A few PWB treatments did not wow me, but they were a handful in several dozens on offer.

Almost all people saying bad things on Peter, May or anyone associated with PWB actually have never tried the treatments, nor even just the "for free" ideas you can find on their website. They are so proud to know for sure what can work, or not...

This is saying MUCH about the state of the audio world, and explains why most audiophiles are often going nowhere, and spending silly amount of money in a neverending race for audio heaven (if there's such thing, anyway...).

I closed doors when I realised most people are led by what they read, and adverts or reviews I'd better not comment on...

I have not met in the trade someone as friendly, forward thinking, uninterested et generous as Peter or May, simple fact.

Anyone is free to use his audio sytem without ever wondering if some uncommon treatments can improve it without a single component change. But please, just stay silent on PWB matters unless you have an actual experience on them, mean listening sessions where you were able to hear if something was happening or not when using them.

May, you already had a private message from me, this public one is meant to say to all of you audiophiles, or better music lovers, reading me that PWB is still the sole source for some ideas/items that may well have you enjoy more fully your music.

Try them if only once, most will cost you MUCH less than a "big name" cable or tweak.

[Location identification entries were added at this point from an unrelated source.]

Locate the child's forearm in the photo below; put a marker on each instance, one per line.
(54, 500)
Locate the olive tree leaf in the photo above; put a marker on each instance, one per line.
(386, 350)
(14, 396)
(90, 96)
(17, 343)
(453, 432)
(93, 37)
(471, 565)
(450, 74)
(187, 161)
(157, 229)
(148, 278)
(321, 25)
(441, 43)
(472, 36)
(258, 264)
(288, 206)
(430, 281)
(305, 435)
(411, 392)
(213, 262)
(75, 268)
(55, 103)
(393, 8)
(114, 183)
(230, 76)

Peter's peacefully passing is really sad, but PWB is still going on with May and their son, so feel free to contact them if you want to investigate on their discoveries and make your own opinion, fair way.

Thanks to all

fitzrovian's picture

A wooden table in his listening room had suffered a spill of some sort, so Belt used a cleaning product—he refers to this as Chemical A—to try and remove the stain. Right after doing so, he and his wife, May, noticed that the sound of their music system was markedly worse than before.

The hobbyist mentality has no acknowledgement of rationality. The hi-fi 'community' encompasses surely the most deranged of these laughable hobbyist fiddlers.